Performa saat ini cukup menjanjikan

Secara performa, Manchester United sebenarnya berada dalam posisi yang cukup baik. Mereka kini bersaing di papan atas Liga Inggris dan berpeluang besar kembali tampil di Liga Champions musim depan.
Sementara itu, AC Milan juga menunjukkan konsistensi di kompetisi domestik dengan bersaing di papan atas Serie A, meski masih tertinggal dari Inter Milan yang memimpin klasemen.
Adaptasi jadi kunci kebangkitan
Gullit menekankan bahwa reputasi besar saja tidak cukup untuk bersaing di sepak bola modern. Klub harus berani beradaptasi, baik dari segi taktik, manajemen, maupun pengembangan pemain muda.
Ia menilai pendekatan baru dan keberanian dalam mengambil keputusan menjadi kunci untuk kembali bersaing di level tertinggi Eropa.
Eks pemain MU bersinar di Italia
Menariknya, sejumlah mantan pemain Manchester United justru menemukan kesuksesan di Italia. Nama-nama seperti Matteo Darmian dan Henrikh Mkhitaryan berpeluang meraih gelar bersama Inter Milan.
Selain itu, Scott McTominay sebelumnya juga sukses meraih trofi liga bersama Napoli.

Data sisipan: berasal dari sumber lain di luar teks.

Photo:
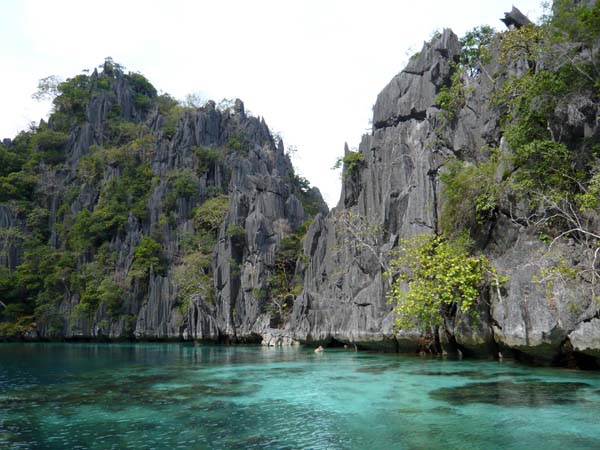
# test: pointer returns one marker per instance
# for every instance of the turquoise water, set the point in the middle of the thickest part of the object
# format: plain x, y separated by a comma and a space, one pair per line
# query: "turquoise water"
70, 396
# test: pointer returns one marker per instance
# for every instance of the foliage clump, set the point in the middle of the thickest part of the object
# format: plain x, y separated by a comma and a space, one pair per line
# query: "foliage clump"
432, 278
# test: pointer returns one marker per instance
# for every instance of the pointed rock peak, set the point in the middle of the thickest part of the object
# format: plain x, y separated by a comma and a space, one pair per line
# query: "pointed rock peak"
238, 107
515, 19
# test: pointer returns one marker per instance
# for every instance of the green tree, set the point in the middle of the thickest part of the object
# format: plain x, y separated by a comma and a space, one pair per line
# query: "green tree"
433, 277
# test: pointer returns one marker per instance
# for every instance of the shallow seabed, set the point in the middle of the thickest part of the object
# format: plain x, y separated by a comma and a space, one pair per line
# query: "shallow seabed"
144, 396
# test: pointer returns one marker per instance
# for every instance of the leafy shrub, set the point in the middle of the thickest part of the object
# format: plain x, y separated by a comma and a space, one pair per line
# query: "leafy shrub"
471, 194
475, 49
432, 277
236, 234
147, 255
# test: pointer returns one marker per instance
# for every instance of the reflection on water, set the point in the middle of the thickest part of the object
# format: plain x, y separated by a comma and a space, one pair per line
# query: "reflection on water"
179, 396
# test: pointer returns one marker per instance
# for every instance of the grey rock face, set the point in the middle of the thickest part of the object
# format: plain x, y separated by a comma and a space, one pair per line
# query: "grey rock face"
397, 189
264, 202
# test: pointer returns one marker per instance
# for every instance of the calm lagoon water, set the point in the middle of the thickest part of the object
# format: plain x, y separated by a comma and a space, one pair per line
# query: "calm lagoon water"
144, 396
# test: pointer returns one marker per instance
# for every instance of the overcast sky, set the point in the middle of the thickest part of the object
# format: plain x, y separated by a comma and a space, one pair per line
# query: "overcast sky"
311, 68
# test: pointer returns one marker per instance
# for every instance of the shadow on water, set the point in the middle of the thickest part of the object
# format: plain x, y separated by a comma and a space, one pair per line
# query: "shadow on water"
531, 393
474, 374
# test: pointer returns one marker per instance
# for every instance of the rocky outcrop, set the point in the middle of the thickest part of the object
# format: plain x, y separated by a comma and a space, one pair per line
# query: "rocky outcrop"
244, 162
397, 189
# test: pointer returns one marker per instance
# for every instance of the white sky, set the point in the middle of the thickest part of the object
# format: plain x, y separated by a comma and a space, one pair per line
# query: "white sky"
312, 68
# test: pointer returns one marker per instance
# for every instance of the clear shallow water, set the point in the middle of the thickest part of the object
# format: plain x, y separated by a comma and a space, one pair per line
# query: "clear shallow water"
178, 396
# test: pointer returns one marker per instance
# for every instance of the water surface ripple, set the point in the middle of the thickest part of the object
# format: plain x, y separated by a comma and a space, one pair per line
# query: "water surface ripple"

Hal ini menjadi bukti bahwa kualitas pemain bukan masalah utama, melainkan sistem dan lingkungan tim.
Kritik Ruud Gullit menjadi pengingat penting bagi Manchester United dan AC Milan untuk tidak terus terjebak dalam bayang-bayang kejayaan masa lalu. Untuk kembali berjaya, keduanya dituntut beradaptasi dan membangun identitas baru yang relevan dengan perkembangan sepak bola modern.